January 25, 2012 | Unregistered Commentereric c

From The Italian Dish:

Eric: Personally, I feel pastas like rigatoni should be the commercial dried variety. I am familiar with that pasta extruder and I don't like it much. I think other pastas lend themselves to being made fresh. The key to using that extruder is to have a pretty dry dough - if it's sticky at all, it won't work. Semolina or even rice flour makes a good dusting on it to help prevent from sticking.

Good luck!

January 27, 2012 | Registered Commenter[Elaine]

I received the kitchenaid rollers and cutters for Christmas and have made several batches using your recipe and instructions. The results have been fantastic. Thank you!
I've been using Italian '00' so far and I'm about to experiment with semolina. I'm curious if I'm kneading the dough the proper amount. I think it would help me to know what the purpose of kneading the dough is and what the intended results should be like. I'm using the dough hook on the kitchenaid, can you suggest an appropriate amount of time I should knead?
Lastly, is the cooking time with semolina the same as with '00'?
Thanks again, I LOVE your blog!

January 27, 2012 | Unregistered CommenterRichard

Thank you for the video...My hubby bought me a 6 qt kitchenaid for our first anniversary and I love it...and I have debated on the pasta I know for sure that I want one. Now to talk hubby into it. It is on my list. thank you again

February 8, 2012 | Unregistered CommenterPenny

hello Elaine, I made the honeymoon ravioli and homemade pasta with a wild mushroom sauce last night, Simply delicious. It was fun to impress friends with fresh pasta. I used some of the ravioli and deep fried it with italian bread crumbs and buttemilk batter,served with homemade marinara for an appetizer, those were fabulous. Thank you again for all of your cooking and baking tips.

March 24, 2012 | Unregistered Commentersuzette Ludka

From The Italian Dish:

Suzette: Wow - I am totally impressed! Way to go! I love it when people take a recipe and make it their own.

March 24, 2012 | Registered Commenter[Elaine]

My xmas gift was a 7 qt Cuisinart which ONLY has an extruding attachment. I feel the same way...let them extrude rigatoni! So my solution was to motorize my Atlas crank handle. (bought on Amazon, where else).
However, I wanted to mention that I have always used corn flour to dust the pasta generously and layer with waxed paper in a gift box for freezer storage.
BTW ever since discovering this site I have visited every day! Just love everything about it. Thanks so much for lending such a high level of integrity to simple Italian cooking.

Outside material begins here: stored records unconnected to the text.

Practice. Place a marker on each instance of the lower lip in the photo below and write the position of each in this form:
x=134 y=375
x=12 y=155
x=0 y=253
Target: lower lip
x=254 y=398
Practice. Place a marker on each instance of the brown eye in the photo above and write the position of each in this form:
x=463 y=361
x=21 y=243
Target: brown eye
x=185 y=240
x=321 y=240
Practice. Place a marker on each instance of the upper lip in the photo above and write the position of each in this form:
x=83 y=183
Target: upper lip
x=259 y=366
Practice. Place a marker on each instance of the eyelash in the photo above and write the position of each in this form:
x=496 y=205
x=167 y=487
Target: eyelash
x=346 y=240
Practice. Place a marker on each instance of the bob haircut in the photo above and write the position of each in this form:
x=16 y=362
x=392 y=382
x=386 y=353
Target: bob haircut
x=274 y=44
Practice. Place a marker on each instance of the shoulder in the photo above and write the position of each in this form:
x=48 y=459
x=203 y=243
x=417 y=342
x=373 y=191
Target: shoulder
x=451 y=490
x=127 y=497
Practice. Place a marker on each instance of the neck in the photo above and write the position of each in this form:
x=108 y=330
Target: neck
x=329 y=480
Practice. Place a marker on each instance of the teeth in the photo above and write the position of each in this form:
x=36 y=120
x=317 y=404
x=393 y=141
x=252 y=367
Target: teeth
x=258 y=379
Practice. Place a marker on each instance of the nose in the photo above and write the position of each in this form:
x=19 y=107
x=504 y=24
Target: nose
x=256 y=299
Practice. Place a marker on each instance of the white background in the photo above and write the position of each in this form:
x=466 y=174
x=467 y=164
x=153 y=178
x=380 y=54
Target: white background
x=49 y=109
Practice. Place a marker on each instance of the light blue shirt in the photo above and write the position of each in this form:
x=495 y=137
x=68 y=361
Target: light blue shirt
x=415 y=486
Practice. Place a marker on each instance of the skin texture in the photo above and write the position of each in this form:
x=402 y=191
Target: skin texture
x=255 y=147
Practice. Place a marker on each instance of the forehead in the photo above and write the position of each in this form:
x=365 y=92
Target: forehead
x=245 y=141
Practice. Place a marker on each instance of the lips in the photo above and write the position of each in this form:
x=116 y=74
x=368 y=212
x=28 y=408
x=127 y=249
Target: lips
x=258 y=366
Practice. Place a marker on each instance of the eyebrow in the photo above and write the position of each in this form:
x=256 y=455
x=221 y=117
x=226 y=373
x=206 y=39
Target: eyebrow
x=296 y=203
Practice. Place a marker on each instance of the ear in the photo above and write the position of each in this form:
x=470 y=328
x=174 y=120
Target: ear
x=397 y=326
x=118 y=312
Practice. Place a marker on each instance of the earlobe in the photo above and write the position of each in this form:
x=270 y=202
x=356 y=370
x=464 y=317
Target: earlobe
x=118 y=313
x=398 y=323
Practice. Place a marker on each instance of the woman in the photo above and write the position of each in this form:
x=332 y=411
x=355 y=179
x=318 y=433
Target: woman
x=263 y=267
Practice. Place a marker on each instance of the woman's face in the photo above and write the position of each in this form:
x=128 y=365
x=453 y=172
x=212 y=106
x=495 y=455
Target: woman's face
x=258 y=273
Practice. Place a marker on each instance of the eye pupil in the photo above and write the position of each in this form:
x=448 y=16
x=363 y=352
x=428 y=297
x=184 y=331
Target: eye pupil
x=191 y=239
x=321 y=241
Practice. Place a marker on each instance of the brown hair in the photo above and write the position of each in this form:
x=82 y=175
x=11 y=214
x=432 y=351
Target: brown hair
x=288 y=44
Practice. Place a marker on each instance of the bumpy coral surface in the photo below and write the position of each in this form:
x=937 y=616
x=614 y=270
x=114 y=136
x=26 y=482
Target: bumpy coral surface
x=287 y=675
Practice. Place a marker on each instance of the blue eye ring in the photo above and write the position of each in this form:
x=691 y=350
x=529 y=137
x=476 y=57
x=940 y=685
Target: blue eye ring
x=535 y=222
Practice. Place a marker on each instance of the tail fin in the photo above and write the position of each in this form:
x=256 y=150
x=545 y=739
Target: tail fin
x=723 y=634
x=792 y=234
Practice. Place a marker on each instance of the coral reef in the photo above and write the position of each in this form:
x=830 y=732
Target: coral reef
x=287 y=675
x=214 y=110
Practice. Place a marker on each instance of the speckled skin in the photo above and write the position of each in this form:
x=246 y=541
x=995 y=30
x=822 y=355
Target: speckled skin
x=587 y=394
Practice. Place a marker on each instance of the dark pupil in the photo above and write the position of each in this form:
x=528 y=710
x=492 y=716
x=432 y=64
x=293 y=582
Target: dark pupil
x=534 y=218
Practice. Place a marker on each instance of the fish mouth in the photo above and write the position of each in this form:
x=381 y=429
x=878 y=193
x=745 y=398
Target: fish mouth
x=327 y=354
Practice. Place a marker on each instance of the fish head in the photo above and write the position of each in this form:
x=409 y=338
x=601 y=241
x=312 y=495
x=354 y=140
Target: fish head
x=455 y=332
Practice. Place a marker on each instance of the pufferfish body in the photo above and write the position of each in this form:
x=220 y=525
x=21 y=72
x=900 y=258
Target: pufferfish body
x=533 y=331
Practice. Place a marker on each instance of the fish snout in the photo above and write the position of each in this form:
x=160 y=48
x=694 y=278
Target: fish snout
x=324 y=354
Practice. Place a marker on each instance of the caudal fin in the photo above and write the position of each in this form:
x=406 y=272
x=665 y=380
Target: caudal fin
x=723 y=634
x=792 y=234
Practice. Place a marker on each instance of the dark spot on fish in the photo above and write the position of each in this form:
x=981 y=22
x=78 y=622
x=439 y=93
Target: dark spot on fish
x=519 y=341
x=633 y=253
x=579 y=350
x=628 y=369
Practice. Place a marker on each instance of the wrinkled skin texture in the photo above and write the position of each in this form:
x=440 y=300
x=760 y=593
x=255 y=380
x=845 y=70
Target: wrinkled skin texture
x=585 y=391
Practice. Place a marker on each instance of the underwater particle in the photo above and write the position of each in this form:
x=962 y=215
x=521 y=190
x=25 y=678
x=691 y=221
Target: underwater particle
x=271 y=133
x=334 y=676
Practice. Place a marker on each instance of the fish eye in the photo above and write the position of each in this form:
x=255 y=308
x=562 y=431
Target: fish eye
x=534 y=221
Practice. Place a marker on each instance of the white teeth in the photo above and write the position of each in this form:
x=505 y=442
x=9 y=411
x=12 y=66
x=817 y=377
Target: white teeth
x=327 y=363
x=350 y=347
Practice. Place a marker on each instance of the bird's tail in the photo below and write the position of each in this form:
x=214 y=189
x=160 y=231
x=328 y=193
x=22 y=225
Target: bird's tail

April 6, 2012 | Unregistered CommenterRachel Citrino

i am soooo glaaaddd i found this blog! thank you! keep it up :)

July 8, 2012 | Unregistered Commenterruby

That's a great post. It's so nice to step out of the industrialized world and truly make your own food. One question, though: I am a vegan and I can find many brands of pasta that uses no eggs (I live in Brazil). Is it simple to make pasta without eggs? What do you think about it?